Stating that the current situation at the World Trade Organization “is no longer sustainable,” 13 WTO members have identified a functioning dispute settlement system, a reinvigorated negotiating function, and more transparency into members’ trade policies as the three areas they intend to focus on as part of an emerging WTO reform effort. In a joint communique issued at the end of an Oct. 24-25 meeting in Ottawa, these members expressed a “common resolve for rapid and concerted action” on these issues and said they will meet again in January to review progress.
Members of the trade community are being asked to provide input on what should be included in a U.S. trade agreement with Japan. The Trump administration has announced plans to launch negotiations on such an agreement no earlier than Jan. 14, 2019. The Office of the U.S. Trade Representative states that its goal is for a final agreement to address tariff and non-tariff barriers and “achieve fairer, more balanced trade.”
Further enhancing supply chain security, modernizing import and export processes, improving trade intelligence, and maximizing efficiencies are the four major areas U.S. Customs and Border Protection will focus on over the next two years. These goals are set forth in CBP’s “Trade Strategy 2020,” which builds on the tools and authorities provided by the Trade Facilitation and Trade Enforcement Act and provides a framework for agency priorities within its overarching mission of providing trade security, enforcement, and facilitation.
The New Zealand Customs Service reports that it can now make rulings on the value of imported goods and that importers, agents, and brokers can apply for binding valuation rulings. In addition, importers that cannot determine the value of imported goods at the time of importation can now use the provisional values service to give a reasonable estimate of that value, which can then be finalized at a later date.
The U.S. and the Philippines announced Oct. 22 achievements under their trade and investment framework agreement that resolve several bilateral trade issues. The Philippines has been mentioned as a possible free trade agreement target of the Trump administration, which recently announced its intent to pursue FTAs with the European Union, the United Kingdom, and Japan.
Nearly 200 lawmakers wrote to U.S. Trade Representative Robert Lighthizer recently requesting the establishment of a process allowing U.S. companies to request exclusions from the additional tariffs imposed on $200 billion worth of goods imported from China. These goods were assessed an additional 10 percent duty beginning Sept. 24 and the tariff is slated to rise to 25 percent as of Jan. 1, 2019.
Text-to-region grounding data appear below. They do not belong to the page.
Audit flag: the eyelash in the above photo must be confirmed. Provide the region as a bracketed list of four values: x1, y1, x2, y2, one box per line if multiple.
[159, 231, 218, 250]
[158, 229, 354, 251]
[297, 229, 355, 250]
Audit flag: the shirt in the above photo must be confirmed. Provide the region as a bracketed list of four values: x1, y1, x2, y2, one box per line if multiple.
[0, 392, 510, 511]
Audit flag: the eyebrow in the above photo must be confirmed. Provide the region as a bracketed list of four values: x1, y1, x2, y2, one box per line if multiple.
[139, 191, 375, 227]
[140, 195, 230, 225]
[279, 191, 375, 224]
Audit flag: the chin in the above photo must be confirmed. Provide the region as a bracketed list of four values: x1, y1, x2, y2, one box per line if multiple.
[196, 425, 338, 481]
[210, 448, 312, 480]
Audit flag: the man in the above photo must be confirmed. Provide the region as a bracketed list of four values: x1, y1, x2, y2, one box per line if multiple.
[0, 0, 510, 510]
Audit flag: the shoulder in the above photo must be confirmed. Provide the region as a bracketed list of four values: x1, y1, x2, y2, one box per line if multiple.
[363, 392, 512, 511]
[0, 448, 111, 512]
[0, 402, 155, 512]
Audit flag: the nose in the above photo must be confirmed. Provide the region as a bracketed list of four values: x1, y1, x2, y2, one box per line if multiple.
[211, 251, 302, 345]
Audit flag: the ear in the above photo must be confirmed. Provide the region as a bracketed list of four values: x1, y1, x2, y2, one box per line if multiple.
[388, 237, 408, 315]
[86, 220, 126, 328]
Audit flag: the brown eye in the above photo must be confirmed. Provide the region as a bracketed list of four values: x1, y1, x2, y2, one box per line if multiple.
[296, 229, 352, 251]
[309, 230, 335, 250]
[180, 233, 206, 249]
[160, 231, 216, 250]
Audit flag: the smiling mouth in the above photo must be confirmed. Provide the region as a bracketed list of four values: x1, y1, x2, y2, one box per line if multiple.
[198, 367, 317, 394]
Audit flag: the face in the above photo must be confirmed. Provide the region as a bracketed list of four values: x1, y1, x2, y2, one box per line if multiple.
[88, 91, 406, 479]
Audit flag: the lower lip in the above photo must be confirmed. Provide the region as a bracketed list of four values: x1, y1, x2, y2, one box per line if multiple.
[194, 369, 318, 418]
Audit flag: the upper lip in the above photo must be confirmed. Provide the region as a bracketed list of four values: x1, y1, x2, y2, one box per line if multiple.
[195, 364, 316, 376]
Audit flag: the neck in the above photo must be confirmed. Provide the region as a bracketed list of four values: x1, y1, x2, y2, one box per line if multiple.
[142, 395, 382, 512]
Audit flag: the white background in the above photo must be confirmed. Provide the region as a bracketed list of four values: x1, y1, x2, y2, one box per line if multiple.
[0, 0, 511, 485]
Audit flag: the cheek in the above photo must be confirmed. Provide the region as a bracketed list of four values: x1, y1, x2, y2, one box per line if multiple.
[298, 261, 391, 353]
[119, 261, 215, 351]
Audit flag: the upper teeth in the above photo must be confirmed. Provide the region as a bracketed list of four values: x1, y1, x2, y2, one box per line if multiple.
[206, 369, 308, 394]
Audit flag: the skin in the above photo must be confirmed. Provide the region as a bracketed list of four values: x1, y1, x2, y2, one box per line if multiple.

Costs for shipping e-commerce goods from China into the U.S. could increase if the White House follows through on an Oct. 17 announcement that the U.S. will to withdraw from the Universal Postal Union. Instead, the Trump administration plans to adopt self-declared rates for the delivery of goods through international mail “as soon as practical” and no later than Jan. 1, 2020.
Final regulations implementing the changes to drawback law made by the Trade Facilitation and Trade Enforcement Act must be issued and become effective by Dec. 17 under a recent order by the Court of International Trade.
The Trump administration notified Congress Oct. 16 of its intent to negotiate separate trade agreements with the European Union, the United Kingdom, and Japan. Negotiations will begin no earlier than Jan. 14, 2019, with the EU and Japan, while talks with the UK will begin “as soon as it is ready” after it exits from the EU on March 29, 2019.